The Australian dollar was on the defensive on Friday at the end of a tough week as concerns swirled over Sino-U.S. trade talks and global growth, while investors also pondered the possibility of rate cuts at home.
The Aussie dollar AUD=D3 was pinned at $0.7086, having been as low as $0.7077 at one stage. It was down 1 percent on the week so far and threatening old support around $0.7020.
Sentiment took a knock when U.S. Commerce Secretary Wilbur Ross said the United States and China were "miles and miles" from resolving trade issues, though there was a fair chance a deal would be done eventually.
A 30-member Chinese delegation plans to come to Washington next week for talks, as the world's two largest economies try to meet a March 1 deadline to resolve their trade disputes.

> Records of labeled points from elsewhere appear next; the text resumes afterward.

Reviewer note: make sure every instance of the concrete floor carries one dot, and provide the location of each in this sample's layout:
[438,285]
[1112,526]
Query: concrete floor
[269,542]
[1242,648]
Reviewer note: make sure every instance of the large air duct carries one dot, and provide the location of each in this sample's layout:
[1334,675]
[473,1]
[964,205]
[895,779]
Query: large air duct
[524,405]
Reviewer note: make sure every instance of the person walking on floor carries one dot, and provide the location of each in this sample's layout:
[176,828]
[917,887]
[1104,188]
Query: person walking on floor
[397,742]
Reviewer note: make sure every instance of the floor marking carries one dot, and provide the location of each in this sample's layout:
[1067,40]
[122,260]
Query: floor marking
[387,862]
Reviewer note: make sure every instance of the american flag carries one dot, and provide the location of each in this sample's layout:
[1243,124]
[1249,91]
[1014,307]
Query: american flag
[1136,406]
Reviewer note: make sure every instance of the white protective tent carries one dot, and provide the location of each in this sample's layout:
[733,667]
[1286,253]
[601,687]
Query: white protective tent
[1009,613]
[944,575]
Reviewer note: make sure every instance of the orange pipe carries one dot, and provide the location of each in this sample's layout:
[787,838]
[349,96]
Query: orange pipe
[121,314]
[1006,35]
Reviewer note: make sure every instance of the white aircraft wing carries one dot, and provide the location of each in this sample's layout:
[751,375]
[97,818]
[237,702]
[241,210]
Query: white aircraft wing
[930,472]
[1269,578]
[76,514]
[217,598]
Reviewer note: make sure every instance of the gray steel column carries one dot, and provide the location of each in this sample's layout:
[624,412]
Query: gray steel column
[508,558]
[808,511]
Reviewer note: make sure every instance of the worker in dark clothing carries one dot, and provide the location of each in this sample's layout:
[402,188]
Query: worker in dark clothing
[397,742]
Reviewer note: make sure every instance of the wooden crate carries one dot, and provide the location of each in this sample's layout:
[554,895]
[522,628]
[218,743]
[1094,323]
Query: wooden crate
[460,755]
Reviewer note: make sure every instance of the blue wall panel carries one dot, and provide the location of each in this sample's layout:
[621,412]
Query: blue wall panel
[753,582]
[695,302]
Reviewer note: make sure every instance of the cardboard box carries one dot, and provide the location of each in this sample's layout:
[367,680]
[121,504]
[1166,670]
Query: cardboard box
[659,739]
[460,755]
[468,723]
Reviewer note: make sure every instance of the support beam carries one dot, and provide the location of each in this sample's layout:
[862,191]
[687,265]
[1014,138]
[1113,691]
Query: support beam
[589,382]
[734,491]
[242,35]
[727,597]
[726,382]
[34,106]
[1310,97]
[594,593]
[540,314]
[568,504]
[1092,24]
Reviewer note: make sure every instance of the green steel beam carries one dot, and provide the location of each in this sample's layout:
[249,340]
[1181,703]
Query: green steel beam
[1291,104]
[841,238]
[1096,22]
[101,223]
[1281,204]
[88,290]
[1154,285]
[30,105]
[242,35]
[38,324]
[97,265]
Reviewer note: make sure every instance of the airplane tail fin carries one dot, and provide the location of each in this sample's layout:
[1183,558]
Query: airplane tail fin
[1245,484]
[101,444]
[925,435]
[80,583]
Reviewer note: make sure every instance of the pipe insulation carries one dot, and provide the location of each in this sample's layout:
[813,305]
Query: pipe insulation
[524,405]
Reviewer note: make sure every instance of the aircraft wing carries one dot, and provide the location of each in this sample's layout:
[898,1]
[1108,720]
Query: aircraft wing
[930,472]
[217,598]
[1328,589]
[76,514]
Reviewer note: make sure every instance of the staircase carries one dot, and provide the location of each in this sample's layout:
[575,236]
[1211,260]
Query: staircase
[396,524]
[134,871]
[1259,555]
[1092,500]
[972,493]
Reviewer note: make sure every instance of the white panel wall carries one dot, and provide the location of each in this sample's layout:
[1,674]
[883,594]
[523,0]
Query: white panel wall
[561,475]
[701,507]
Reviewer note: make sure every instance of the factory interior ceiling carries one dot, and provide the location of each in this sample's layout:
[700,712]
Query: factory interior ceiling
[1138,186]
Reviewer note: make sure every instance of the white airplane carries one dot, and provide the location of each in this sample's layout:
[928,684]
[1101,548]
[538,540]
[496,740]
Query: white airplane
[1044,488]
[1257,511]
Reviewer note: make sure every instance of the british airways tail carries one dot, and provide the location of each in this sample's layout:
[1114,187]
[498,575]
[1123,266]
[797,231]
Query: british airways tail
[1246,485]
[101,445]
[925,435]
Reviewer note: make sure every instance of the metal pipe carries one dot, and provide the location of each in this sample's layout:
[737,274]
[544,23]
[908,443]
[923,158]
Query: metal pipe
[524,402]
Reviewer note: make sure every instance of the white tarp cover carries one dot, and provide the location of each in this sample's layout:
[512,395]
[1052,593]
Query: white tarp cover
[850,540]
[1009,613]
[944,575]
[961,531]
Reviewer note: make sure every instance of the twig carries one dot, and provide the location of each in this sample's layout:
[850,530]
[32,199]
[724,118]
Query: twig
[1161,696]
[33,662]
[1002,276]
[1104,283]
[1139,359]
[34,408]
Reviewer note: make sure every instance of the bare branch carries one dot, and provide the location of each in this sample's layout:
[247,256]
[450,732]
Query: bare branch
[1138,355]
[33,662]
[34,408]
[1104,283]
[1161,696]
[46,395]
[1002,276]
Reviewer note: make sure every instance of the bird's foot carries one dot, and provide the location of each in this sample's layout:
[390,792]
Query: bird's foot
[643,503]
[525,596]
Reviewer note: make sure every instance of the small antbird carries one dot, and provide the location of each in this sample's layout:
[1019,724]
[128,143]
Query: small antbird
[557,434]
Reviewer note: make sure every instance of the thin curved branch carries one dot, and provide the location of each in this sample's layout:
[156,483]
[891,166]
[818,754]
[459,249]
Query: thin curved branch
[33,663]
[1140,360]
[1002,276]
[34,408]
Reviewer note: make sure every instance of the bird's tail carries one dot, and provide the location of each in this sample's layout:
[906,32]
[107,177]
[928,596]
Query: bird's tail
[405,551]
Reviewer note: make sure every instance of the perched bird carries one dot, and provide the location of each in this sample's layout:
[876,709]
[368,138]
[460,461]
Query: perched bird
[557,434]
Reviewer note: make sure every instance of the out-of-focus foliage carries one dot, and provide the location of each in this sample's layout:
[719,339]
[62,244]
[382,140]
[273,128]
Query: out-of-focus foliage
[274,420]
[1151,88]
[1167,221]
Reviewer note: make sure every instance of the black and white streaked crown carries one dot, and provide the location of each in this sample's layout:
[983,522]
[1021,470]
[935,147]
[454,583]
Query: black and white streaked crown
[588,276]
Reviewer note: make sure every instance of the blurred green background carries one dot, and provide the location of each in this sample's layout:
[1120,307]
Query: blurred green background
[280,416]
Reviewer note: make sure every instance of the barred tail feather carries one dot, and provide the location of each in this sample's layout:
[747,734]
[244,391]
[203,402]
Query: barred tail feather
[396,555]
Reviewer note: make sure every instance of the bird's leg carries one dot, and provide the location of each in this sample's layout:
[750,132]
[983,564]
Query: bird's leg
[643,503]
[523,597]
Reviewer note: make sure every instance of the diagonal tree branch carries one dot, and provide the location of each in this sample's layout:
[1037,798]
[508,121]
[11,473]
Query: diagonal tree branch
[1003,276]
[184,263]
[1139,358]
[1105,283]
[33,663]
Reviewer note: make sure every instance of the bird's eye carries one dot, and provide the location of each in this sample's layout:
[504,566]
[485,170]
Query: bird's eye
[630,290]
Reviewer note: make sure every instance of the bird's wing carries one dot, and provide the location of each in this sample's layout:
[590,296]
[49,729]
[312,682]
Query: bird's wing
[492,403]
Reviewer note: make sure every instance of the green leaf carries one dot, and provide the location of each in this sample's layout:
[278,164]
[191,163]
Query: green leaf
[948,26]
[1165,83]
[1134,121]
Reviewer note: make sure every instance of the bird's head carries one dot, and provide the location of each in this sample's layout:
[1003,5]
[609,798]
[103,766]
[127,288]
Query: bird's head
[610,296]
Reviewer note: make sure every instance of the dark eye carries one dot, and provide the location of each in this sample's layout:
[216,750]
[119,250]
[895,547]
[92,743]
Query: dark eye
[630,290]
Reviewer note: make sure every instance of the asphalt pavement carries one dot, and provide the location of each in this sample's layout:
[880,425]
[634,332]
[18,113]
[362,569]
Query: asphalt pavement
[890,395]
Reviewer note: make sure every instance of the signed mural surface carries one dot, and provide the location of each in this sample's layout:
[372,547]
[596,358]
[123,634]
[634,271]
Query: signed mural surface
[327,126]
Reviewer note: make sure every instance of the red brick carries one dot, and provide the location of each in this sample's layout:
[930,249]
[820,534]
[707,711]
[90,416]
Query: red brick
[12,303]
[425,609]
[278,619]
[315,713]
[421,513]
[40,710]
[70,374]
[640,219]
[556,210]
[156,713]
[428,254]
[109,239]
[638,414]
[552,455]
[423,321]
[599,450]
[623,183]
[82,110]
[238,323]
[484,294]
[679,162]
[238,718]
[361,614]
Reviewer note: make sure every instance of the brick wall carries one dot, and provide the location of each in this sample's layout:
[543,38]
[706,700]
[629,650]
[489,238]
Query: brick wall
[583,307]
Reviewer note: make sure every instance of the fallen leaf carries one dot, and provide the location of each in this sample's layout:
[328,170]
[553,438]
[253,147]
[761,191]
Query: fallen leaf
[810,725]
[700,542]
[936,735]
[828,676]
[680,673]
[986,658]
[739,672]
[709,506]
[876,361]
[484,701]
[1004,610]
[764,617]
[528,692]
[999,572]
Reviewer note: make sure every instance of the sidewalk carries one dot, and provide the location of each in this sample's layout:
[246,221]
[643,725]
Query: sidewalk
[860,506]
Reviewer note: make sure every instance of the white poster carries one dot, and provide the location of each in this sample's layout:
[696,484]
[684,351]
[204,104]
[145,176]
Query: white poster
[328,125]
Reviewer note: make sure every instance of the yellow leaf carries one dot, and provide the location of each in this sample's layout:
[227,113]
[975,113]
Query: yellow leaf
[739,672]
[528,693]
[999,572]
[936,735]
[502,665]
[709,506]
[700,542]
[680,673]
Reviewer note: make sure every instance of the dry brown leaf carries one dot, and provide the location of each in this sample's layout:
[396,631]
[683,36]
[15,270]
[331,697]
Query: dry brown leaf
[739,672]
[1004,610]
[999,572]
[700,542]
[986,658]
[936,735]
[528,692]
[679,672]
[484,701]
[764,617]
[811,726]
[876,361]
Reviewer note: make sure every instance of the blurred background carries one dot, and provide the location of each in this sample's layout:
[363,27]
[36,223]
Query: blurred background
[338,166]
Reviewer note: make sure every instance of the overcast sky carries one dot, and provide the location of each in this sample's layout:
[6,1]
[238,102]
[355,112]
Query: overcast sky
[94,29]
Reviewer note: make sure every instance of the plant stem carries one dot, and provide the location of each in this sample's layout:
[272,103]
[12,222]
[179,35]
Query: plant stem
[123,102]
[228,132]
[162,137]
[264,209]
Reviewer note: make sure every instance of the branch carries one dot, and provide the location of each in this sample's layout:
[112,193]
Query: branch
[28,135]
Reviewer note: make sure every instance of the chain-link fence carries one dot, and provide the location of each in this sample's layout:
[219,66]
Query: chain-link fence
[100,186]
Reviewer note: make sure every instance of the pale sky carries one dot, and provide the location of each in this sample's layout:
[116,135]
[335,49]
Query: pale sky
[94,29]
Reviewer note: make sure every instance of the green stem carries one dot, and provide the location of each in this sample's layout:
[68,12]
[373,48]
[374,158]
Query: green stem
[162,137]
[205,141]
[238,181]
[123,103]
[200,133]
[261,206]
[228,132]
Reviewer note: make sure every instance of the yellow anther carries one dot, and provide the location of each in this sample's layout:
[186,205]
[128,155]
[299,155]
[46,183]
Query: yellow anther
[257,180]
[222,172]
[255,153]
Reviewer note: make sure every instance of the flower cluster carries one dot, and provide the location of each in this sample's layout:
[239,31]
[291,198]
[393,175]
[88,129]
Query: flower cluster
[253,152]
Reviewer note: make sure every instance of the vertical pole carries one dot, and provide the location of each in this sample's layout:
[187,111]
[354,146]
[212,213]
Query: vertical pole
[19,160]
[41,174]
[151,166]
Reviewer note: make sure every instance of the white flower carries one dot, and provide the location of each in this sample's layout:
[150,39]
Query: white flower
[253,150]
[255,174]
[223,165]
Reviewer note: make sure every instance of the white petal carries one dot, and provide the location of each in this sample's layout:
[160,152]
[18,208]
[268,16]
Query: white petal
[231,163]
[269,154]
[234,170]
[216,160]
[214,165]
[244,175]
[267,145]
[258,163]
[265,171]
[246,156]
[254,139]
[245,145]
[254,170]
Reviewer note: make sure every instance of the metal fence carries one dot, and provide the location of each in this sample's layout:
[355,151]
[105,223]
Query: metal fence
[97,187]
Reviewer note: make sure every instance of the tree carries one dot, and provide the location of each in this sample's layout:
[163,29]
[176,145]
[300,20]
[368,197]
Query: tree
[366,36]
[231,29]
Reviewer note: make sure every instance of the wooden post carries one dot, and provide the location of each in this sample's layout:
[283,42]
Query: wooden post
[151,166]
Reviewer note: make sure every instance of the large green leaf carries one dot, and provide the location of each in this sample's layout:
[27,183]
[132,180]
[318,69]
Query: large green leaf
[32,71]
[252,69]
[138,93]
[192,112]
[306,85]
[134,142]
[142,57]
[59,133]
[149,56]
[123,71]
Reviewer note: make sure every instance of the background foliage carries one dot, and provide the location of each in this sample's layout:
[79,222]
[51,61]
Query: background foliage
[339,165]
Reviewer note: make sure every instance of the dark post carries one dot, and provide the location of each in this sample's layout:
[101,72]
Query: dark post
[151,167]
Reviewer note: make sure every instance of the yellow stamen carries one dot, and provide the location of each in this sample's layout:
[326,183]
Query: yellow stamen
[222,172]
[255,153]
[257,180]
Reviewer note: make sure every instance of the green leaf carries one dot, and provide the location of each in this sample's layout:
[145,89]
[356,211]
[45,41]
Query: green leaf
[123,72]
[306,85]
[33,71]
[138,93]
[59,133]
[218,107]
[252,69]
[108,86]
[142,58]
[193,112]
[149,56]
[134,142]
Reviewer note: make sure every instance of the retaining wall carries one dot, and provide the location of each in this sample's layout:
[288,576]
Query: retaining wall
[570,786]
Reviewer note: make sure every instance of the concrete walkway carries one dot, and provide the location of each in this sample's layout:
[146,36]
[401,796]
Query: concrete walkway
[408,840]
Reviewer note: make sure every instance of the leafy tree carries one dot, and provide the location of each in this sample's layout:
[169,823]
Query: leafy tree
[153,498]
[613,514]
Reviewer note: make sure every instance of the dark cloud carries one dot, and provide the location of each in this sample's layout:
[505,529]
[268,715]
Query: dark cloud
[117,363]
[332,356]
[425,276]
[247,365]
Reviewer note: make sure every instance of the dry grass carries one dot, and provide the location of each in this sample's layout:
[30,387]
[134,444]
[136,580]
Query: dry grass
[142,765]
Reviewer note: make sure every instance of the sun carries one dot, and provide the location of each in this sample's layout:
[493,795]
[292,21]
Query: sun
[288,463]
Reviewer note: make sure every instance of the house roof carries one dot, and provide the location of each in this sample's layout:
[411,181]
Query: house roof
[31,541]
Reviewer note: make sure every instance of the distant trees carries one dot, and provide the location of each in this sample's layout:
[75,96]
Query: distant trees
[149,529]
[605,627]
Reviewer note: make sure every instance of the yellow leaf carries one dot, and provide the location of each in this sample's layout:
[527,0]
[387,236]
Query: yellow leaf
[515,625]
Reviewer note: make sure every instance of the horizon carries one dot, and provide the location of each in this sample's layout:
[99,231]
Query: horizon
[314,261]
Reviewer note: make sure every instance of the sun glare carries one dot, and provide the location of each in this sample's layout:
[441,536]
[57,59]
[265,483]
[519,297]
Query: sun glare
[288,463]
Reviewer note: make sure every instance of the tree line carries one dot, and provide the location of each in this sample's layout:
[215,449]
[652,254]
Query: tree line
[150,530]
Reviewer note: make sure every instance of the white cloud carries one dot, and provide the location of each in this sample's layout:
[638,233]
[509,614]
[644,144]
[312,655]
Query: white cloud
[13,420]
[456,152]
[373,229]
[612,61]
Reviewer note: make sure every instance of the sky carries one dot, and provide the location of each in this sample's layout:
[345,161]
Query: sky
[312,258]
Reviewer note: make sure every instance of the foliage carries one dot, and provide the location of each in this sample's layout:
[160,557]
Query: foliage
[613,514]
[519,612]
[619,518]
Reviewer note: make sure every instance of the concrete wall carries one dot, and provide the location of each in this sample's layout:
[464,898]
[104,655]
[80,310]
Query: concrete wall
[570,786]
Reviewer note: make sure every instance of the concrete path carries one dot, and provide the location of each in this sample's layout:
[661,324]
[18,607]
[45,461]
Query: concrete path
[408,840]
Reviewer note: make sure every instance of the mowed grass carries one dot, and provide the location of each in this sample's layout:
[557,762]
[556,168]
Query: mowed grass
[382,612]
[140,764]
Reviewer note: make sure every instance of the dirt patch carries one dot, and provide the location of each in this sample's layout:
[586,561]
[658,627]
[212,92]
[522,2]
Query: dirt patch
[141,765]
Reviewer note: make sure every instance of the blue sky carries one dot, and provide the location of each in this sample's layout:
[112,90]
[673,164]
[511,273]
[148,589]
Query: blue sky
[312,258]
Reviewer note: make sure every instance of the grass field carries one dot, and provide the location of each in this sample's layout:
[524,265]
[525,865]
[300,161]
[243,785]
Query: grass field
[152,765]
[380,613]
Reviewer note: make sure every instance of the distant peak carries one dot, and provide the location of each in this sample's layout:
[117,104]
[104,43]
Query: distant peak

The Aussie had already been under fire after National Australia Bank became the last of the four major to hike its variable mortgage rates, fuelling speculation the RBA might have to ease to counter this private-sector tightening in financial conditions.
That was seen as a body blow to an already reeling housing market and led investors to narrow the odds on a reduction in the 1.5 percent cash rate. Futures
0#YIB: imply around a 64 percent probability of a quarter-point cut by December."Given the shift in risk factors over the past couple of months the local rate market is correctly concluding that it's worth spending a few basis points to hedge against a move," said Sean Keane at Triple T Consulting.
"Our expectation is that the RBA will resist cutting for as long as possible," he added "We think the most likely timing for that will be at the November Board meeting."
The RBA is hardly alone in facing pressure on policy. European Central Bank President Mario Draghi on Thursday acknowledged that economic growth in the euro zone was likely to be weaker than earlier expected due to the fall-out from factors ranging from China's slowdown to Brexit.
"The read through was very much that a previously-posited rate rise after the summer now looks a very distant prospect," said David de Garis, director of economics at NAB.
"It's always a worry too when central banks assert that the risk of recession is low."
The New Zealand dollar NZD=D3 was faring better at $0.6760, and actually up 0.2 percent on the week so far.
It got a lift mid-week when domestic inflation proved to have been firmer than bears expected in the December quarter, restraining speculation about a cut in rates, at least in the short term.
Government bonds benefited from all the angst over trade and global growth, with the Australian three-year bond future YTTc1 up 4 ticks at 98.300. If it closes at that level, it would be the highest finish since mid-2017.
The 10-year contract YTCc1 add 5 ticks to 97.7800, implying a yield of 2.22 percent.
New Zealand government bonds
0#NZTSY= also rallied, pushing yields down as much as 4 basis points.